Taki sobie obrazek [felieton Heleny Grembeckiej]

Taki sobie obrazek [felieton Heleny Grembeckiej]

Sąsiad pokłócił się ostro z sąsiadką, polała się krew. Synek sąsiada wpada do naszego domu i woła o pomoc. Co robimy? Zostawiamy dziecko pod opieką w swoim domu i biegniemy zaraz do sąsiadów, wołając o ochłonięcie! Wejście obcego człowieka, nie uwikłanego w konflikt rodzinny, może zadziałać trzeźwiąco na skłóconych. Jeśli jednak zobaczymy tak wielkie zacietrzewienie i furię, że i nasze zdrowie i życie może zostać zagrożone, usuwamy się i wołamy o pomoc! Może jeszcze, po drugiego sąsiada, może po wsparcie do przechodzącego ulicą mężczyzny. Kiedy jednak widzimy, że to na nic, wtedy wzywamy policję.

Przekładając ten obrazek na rzeczywistość wojenną za wschodnią granicą Polski, czym jest posyłanie czołgów i uzbrojenia broniącym się Ukraińcom?

Czy to nie jest tak, jakbyśmy przybiegli i sąsiadce (przyjmując, że to ona jest słabsza i zaatakowana) wcisnęli do ręki – pistolet?! Przecież byłoby to ewidentne przyczynienie się do eskalacji małżeńskiej kłótni sąsiadów – czy o to nam chodzi? Czy, gdyby się tak zdarzyło, że sąsiadka zastrzeliłaby z tego pistoletu swojego męża, albo sąsiad, wyrywając broń z jej ręki – zabiłby sąsiadkę, czy moglibyśmy po czymś takim spojrzeć w oczy dziecku sąsiada i z dumą powiedzieć: to ja pomogłem zakończyć kłótnię między twoimi rodzicami?!

Rozumne przyłożenie zwykłego życiowego doświadczenia do realiów zbrojnego konfliktu na Ukrainie, każe krzyczeć – STOP! Stop – takiemu działaniu rządzących Polską, które ewidentnie eskaluje konflikt i ściąga śmierć lub kalectwo na wielu młodych mężczyzn na Ukrainie (i po rosyjskiej stronie – też). Trzeba zawołać stop – narażaniu na wszelkie wojenne niebezpieczeństwa tych najbiedniejszych mieszkańców Ukrainy, którzy nie mają możliwości ucieczki przed wojną, albo tak kochają swoją ziemię, że nie chcą jej zostawić.
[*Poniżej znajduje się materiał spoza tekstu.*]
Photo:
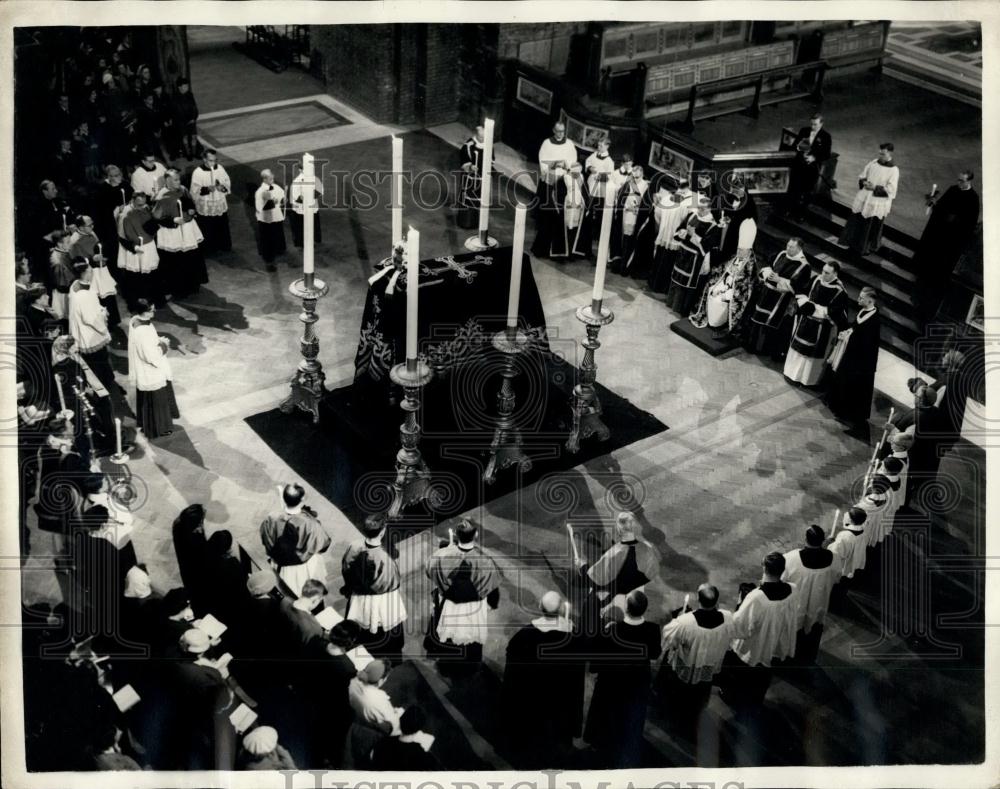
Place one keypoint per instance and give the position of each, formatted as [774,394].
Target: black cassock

Większość młodych i bogatych – wyjechała. Także młodzi mężczyźni w wieku poborowym, uznając, że to nie ich wojna, chodzą np. po Krakowie i krzyczą do Polaków: “dajcie nam całą broń, bo wy nie giniecie”.

Zdroworozsądkowe myślenie każdego zwykłego człowieka – człowieka, który jeszcze nie uległ propagandowemu zidioceniu – jego rozum i obserwacja rzeczywistości podpowiadają takie oczywiste kroki, jak: 1) podjęcie przez rządzących rozmów ze stronami konfliktu, 2) próby wdrożenia wszelkich innych działań dyplomatycznych, np. nieustanny wysiłek w budowaniu koalicji antywojennej z innymi państwami, 3) udzielanie humanitarnej pomocy poszkodowanym – chrześcijańska pomoc bliźniemu.

“Moralność nakazuje, żeby w sytuacji konfliktu uruchomić wszystkie możliwości dyplomatyczne dla jego rozwiązania! Jeśli ktoś twierdzi, że z Rosją nie da się mieć dobrych relacji, ten – tym bardziej, jeśli jest dyplomatą, dowodzi swoich niekompetencji – bo dyplomacja polega na tym, że prowadzi się rozmowy z każdym!” – prof. Jacek Izydorczyk (dr hab. n. prawnych, prof. Uniwersytetu Łódzkiego, były ambasador w Japonii w l. 2017-2019, odwołany z placówki po tym, kiedy, najpierw interweniując bezskutecznie u szefa MSZ, wysłał do prokuratury i do NIK zawiadomienie o popełnieniu przestępstw, podając nawet kwalifikacje prawne przestępstw, których dopuszczali się polscy dyplomaci).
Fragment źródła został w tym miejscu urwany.